Le président français Emmanuel Macron a salué avec réserve la proposition de Vladimir Poutine d’engager des négociations directes avec l’Ukraine, tout en estimant qu’elle ne constituait qu’« un premier pas » et qu’elle restait « insuffisante » pour espérer une désescalade rapide du conflit.
Lors d’un point presse en marge d’un déplacement à Lyon ce dimanche, le president Français a réagi à l’initiative du Kremlin, formulée après une série d’appels conjoints de Kiev et de plusieurs capitales européennes pour un cessez-le-feu humanitaire de 30 jours. « C’est un premier pas. Nous ne pouvons pas rejeter par principe tout geste d’ouverture. Mais cela ne peut pas suffire », a déclaré le chef de l’État, soulignant l’absence de garanties sur les modalités, les conditions et les intentions de la Russie.
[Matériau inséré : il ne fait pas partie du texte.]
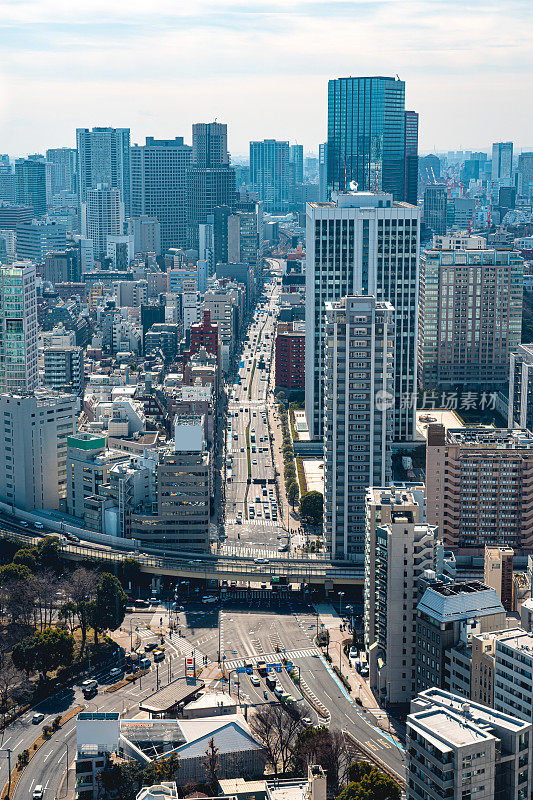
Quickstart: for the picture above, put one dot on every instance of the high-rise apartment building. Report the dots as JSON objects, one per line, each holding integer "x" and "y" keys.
{"x": 502, "y": 163}
{"x": 35, "y": 429}
{"x": 33, "y": 183}
{"x": 104, "y": 159}
{"x": 323, "y": 172}
{"x": 363, "y": 243}
{"x": 520, "y": 413}
{"x": 296, "y": 164}
{"x": 102, "y": 214}
{"x": 270, "y": 173}
{"x": 19, "y": 367}
{"x": 463, "y": 750}
{"x": 159, "y": 186}
{"x": 435, "y": 207}
{"x": 470, "y": 316}
{"x": 370, "y": 140}
{"x": 37, "y": 238}
{"x": 399, "y": 547}
{"x": 63, "y": 369}
{"x": 63, "y": 161}
{"x": 210, "y": 144}
{"x": 479, "y": 484}
{"x": 358, "y": 416}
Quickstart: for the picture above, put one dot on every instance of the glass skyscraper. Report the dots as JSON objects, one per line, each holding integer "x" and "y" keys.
{"x": 367, "y": 136}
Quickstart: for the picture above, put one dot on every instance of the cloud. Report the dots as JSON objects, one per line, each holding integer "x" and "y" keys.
{"x": 262, "y": 67}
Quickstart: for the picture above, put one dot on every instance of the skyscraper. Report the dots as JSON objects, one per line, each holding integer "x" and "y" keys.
{"x": 269, "y": 173}
{"x": 19, "y": 367}
{"x": 210, "y": 180}
{"x": 367, "y": 138}
{"x": 296, "y": 164}
{"x": 210, "y": 144}
{"x": 63, "y": 164}
{"x": 362, "y": 243}
{"x": 32, "y": 183}
{"x": 102, "y": 214}
{"x": 502, "y": 162}
{"x": 104, "y": 158}
{"x": 358, "y": 377}
{"x": 159, "y": 186}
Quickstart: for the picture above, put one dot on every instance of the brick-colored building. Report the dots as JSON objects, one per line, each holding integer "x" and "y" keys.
{"x": 479, "y": 484}
{"x": 290, "y": 356}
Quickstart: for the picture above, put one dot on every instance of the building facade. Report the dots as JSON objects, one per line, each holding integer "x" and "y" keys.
{"x": 470, "y": 317}
{"x": 363, "y": 243}
{"x": 358, "y": 418}
{"x": 19, "y": 367}
{"x": 479, "y": 485}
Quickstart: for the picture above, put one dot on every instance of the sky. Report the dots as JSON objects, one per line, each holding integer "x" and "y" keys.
{"x": 261, "y": 66}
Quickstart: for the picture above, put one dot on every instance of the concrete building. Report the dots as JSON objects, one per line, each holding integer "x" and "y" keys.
{"x": 270, "y": 174}
{"x": 520, "y": 414}
{"x": 33, "y": 459}
{"x": 33, "y": 183}
{"x": 63, "y": 266}
{"x": 102, "y": 215}
{"x": 399, "y": 548}
{"x": 181, "y": 521}
{"x": 447, "y": 614}
{"x": 358, "y": 385}
{"x": 470, "y": 316}
{"x": 460, "y": 750}
{"x": 104, "y": 160}
{"x": 88, "y": 468}
{"x": 159, "y": 186}
{"x": 38, "y": 238}
{"x": 479, "y": 484}
{"x": 120, "y": 248}
{"x": 146, "y": 232}
{"x": 19, "y": 368}
{"x": 64, "y": 369}
{"x": 290, "y": 356}
{"x": 499, "y": 573}
{"x": 435, "y": 207}
{"x": 513, "y": 673}
{"x": 363, "y": 243}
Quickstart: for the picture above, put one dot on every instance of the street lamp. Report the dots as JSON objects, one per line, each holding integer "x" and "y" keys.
{"x": 341, "y": 595}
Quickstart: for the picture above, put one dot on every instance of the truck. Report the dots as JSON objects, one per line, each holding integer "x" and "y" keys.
{"x": 270, "y": 682}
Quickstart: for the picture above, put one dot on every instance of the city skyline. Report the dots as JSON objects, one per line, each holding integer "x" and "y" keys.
{"x": 262, "y": 70}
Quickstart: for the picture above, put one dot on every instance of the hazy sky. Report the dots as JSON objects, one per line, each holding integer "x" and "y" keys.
{"x": 262, "y": 67}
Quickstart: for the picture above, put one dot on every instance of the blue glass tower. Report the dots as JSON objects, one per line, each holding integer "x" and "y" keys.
{"x": 367, "y": 135}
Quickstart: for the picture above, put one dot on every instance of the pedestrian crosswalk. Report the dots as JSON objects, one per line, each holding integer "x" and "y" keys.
{"x": 272, "y": 658}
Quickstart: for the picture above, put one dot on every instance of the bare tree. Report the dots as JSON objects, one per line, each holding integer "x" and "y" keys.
{"x": 278, "y": 730}
{"x": 81, "y": 590}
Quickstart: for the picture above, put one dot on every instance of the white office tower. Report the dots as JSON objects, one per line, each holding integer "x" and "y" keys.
{"x": 363, "y": 243}
{"x": 33, "y": 472}
{"x": 358, "y": 416}
{"x": 102, "y": 216}
{"x": 461, "y": 750}
{"x": 399, "y": 548}
{"x": 104, "y": 158}
{"x": 19, "y": 363}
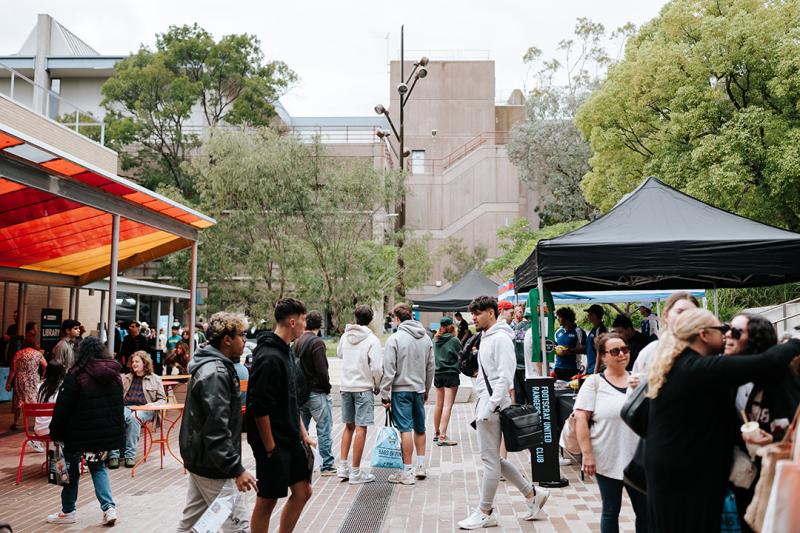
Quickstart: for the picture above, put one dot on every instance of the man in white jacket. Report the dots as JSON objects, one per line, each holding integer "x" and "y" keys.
{"x": 497, "y": 364}
{"x": 408, "y": 368}
{"x": 362, "y": 370}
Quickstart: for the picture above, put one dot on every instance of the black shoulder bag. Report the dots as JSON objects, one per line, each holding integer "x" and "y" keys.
{"x": 521, "y": 424}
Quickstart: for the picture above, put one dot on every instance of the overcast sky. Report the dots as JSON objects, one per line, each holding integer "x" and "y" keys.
{"x": 339, "y": 48}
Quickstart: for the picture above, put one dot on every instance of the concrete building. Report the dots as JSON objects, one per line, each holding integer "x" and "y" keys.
{"x": 462, "y": 184}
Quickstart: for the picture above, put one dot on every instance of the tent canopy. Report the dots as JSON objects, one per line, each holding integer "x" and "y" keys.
{"x": 460, "y": 294}
{"x": 660, "y": 238}
{"x": 611, "y": 297}
{"x": 56, "y": 217}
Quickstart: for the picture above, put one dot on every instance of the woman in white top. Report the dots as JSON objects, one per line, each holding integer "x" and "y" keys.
{"x": 608, "y": 445}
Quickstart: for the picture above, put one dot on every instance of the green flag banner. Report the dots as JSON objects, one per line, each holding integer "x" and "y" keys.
{"x": 532, "y": 313}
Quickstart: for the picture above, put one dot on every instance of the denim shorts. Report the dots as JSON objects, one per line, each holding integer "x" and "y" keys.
{"x": 408, "y": 411}
{"x": 358, "y": 408}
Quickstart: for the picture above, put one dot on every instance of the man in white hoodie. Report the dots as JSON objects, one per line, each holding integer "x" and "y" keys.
{"x": 497, "y": 364}
{"x": 408, "y": 368}
{"x": 362, "y": 369}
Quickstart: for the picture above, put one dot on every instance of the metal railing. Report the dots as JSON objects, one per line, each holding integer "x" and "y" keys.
{"x": 431, "y": 166}
{"x": 334, "y": 134}
{"x": 66, "y": 118}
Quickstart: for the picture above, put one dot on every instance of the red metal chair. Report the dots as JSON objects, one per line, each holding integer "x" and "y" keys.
{"x": 32, "y": 410}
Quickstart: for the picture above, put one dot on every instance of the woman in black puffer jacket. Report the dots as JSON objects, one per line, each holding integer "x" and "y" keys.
{"x": 88, "y": 419}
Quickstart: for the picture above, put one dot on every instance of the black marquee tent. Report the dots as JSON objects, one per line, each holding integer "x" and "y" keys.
{"x": 660, "y": 238}
{"x": 458, "y": 296}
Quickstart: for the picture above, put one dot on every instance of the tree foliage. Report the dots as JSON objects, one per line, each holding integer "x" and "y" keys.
{"x": 707, "y": 99}
{"x": 546, "y": 147}
{"x": 292, "y": 221}
{"x": 159, "y": 101}
{"x": 518, "y": 240}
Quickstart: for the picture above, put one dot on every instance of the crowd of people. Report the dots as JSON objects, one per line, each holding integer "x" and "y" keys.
{"x": 703, "y": 380}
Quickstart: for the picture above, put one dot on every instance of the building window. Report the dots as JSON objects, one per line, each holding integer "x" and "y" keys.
{"x": 417, "y": 161}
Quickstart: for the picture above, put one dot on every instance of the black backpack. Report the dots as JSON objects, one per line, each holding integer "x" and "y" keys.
{"x": 467, "y": 358}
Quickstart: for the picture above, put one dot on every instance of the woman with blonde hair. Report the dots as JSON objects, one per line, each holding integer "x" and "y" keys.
{"x": 139, "y": 387}
{"x": 689, "y": 438}
{"x": 446, "y": 348}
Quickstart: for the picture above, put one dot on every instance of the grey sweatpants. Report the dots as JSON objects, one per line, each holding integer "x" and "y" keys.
{"x": 201, "y": 493}
{"x": 489, "y": 435}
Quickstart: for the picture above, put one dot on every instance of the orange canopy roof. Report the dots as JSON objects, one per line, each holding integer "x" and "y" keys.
{"x": 56, "y": 216}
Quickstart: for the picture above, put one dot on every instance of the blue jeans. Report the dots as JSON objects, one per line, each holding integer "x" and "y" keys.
{"x": 133, "y": 428}
{"x": 611, "y": 495}
{"x": 320, "y": 407}
{"x": 102, "y": 484}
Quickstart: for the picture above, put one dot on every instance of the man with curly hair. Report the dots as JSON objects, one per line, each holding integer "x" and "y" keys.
{"x": 211, "y": 431}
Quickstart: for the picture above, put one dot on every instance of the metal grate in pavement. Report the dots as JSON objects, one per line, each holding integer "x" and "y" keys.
{"x": 368, "y": 511}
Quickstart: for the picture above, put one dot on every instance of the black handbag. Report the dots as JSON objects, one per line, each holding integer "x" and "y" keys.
{"x": 634, "y": 474}
{"x": 521, "y": 424}
{"x": 636, "y": 411}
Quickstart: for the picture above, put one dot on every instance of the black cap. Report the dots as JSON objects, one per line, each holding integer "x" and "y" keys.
{"x": 596, "y": 309}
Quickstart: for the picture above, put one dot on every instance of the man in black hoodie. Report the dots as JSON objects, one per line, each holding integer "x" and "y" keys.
{"x": 211, "y": 431}
{"x": 277, "y": 435}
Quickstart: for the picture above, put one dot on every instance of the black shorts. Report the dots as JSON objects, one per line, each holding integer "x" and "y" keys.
{"x": 283, "y": 469}
{"x": 447, "y": 381}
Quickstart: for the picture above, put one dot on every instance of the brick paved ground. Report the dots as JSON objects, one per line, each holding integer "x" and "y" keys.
{"x": 153, "y": 500}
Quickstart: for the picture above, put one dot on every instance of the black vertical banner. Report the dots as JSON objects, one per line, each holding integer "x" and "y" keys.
{"x": 544, "y": 458}
{"x": 50, "y": 329}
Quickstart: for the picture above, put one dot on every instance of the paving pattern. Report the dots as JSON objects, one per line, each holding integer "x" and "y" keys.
{"x": 153, "y": 500}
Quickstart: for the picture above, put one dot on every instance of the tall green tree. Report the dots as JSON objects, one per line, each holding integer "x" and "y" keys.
{"x": 160, "y": 101}
{"x": 707, "y": 99}
{"x": 294, "y": 221}
{"x": 547, "y": 147}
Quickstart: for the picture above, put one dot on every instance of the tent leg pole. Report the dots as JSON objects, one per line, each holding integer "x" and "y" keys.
{"x": 112, "y": 282}
{"x": 716, "y": 302}
{"x": 77, "y": 303}
{"x": 100, "y": 324}
{"x": 5, "y": 307}
{"x": 542, "y": 326}
{"x": 192, "y": 299}
{"x": 171, "y": 315}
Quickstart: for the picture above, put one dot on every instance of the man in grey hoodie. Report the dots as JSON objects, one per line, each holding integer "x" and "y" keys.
{"x": 408, "y": 368}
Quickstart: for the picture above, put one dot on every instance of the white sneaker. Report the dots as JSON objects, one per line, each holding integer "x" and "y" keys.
{"x": 536, "y": 503}
{"x": 110, "y": 516}
{"x": 61, "y": 518}
{"x": 478, "y": 520}
{"x": 361, "y": 477}
{"x": 405, "y": 478}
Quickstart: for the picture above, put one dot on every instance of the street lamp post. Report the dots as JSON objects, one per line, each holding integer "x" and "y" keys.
{"x": 404, "y": 91}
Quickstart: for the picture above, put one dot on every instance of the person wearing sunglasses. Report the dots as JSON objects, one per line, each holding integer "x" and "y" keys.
{"x": 608, "y": 444}
{"x": 689, "y": 437}
{"x": 771, "y": 402}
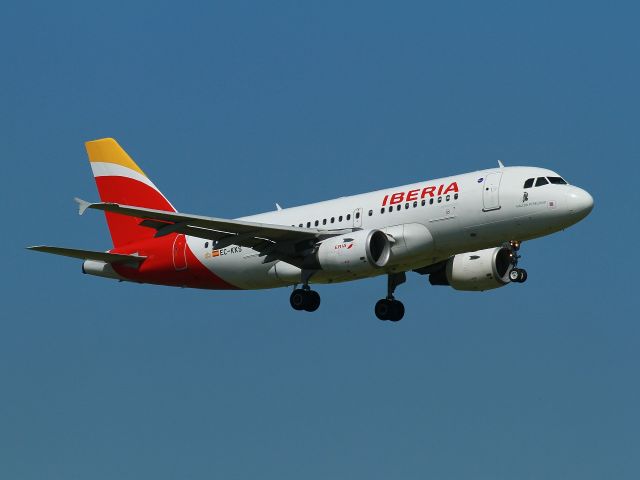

Une proposition en réaction à la pression internationale
Pour rappel, le président russe Vladimir Poutine a proposé dimanche l’ouverture de négociations directes dans les prochains jours afin de mettre un terme au conflit en Ukraine. Toutefois, il n’a pas réagi à la proposition de cessez-le-feu de 30 jours formulée quelques heures plus tôt par les alliés européens de Kiev, avec un soutien apparent des États-Unis.
L’appel européen à un cessez-le-feu de 30 jours
Cette semaine, une initiative commune portée par l’Ukraine, la France, l’Allemagne, l’Italie et l’Espagne a été transmise au Conseil de sécurité des Nations unies, réclamant un arrêt immédiat des hostilités pour une période d’un mois, afin de permettre un accès humanitaire dans les zones les plus touchées. Josep Borrell, haut représentant de l’UE pour les affaires étrangères, a qualifié cette demande de « nécessaire et urgente », insistant sur l’épuisement de la population civile dans les régions du Donbass et du sud de l’Ukraine.
Un calendrier diplomatique chargé
La déclaration d’Emmanuel Macron intervient alors que Paris se prépare à accueillir une réunion élargie des ministres des Affaires étrangères du G7 prévue pour le 15 mai, à laquelle participera également le chef de la diplomatie ukrainienne. Le président français a également évoqué la tenue d’un sommet pour la paix à Paris en juin prochain, sur le modèle de la conférence de Charm el-Cheikh de 2022, en lien avec l’ONU et l’Union africaine.